PCI cut-off point in colorectal cancer
| Investigator | Year of publication | n | PCI cut-off | Significance |
|---|---|---|---|---|
| da Silva and Sugarbaker [33] | 2006 | 156 | 20 | median survival: 41 versus 16 months, p = 0.004 |
| Elias et al. [40] | 2014 | 139 | 15 | 5-year OS 48% with PCI <15 versus 12% PCI> 15, p <0.0001 |
| Goéré et al. [6] | 2015 | 180 | 17 | HR: 0.64; range 0.38–1.09 |
| Faron et al. [5] | 2016 | 173 | 12 | PCI was related to OS with a HR of 1.1 (p = 0.0001) for each increase of 1 PCI point |
| PCI = Peritoneal carcinomatosis index; OS = overall survival; HR = hazard ratio. | ||||
It was recently reported by van Oudheusden et al. [39] that in a small patient group, patients with peritoneal carcinomatosis of signet cell CRC who underwent CRS and HIPEC had a poor outcome, with a median survival of 14 months.
The French randomized trial PRODIGE 7 included 264 patients with PM with a PCI < 24 of colorectal origin. The patients underwent complete cytoreduction in both arms. Directly after CRS, one group received HIPEC with oxaliplatin while the other group did not. Postoperatively, both groups received chemotherapy for 6 months. The trial is closed and the results will be available soon.

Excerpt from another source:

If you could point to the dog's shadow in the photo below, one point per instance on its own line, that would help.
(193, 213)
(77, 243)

Summary of Oligometastases from Colorectal Cancer
CRS and additional multimodal treatment in oligometastastic disease could be considered in cases where the disease is at least stable and complete resection of all tumor lesions seems possible. In terms of a surgical approach, CRC for oligometastastic disease-only patients should be discussed only for those with a PCI < 12, who have no SC [39], and who are responsive to preoperative chemotherapy. Patients with small bowel involvement [40] and more than three liver metastases [41] should be excluded from surgical treatment.

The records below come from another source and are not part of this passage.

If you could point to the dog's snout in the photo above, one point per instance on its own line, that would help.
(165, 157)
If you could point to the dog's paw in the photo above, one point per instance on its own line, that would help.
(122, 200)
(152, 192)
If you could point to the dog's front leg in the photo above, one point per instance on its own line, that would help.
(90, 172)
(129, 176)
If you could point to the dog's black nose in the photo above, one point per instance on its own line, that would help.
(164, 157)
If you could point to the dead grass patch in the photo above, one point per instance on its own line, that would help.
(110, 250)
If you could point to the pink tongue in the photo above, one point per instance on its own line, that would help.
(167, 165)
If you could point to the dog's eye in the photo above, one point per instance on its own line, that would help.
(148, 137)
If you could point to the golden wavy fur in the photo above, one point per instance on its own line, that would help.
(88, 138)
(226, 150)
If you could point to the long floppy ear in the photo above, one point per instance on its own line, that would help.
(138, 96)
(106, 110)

It has been shown that the extent of the peritoneal tumor mass, which is determined by the PCI, is the best prognostic indicator, as reported by Sugarbaker [42] in 1998. It has been shown that the PCI correlates with the overall survival when complete cytoreduction and HIPEC are performed [5]. A recently published study by Goéré et al. [6] proposed that the PCI cut-off for survival benefit is a PCI of 17. However, long-term benefits are possible with CRC when the PCI is less than 12. PCIs > 17 are correlated with short survival, and surgery is not indicated in these patients [5]. Patients with PCIs between 12 and 17 should not undergo surgery if additional organ metastases are present, and complete resection is not possible without major resections in patients with no symptoms.
Conclusion
Oligometastastic disease focusing on PM should be considered for CRS and HIPEC only in select patients. The selection process should consider the molecular biology of the primary cancer site, the PCI, the infiltration depth of the primary and lymph node metastases, a differentiation between synchronous and metachronous metastases, the onset of the metastases, the response to chemotherapy, and the CCR. Systemic chemotherapy alone as an adequate management plan for all sites of metastatic disease is not compatible with a high standard of care. Formulating an optimal plan combining re-operative surgery with regional plus systemic chemotherapy is a necessary task of the multidisciplinary team.
Disclosure Statement
Herewith the authors confirm that they have nothing to declare concerning conflict of interest.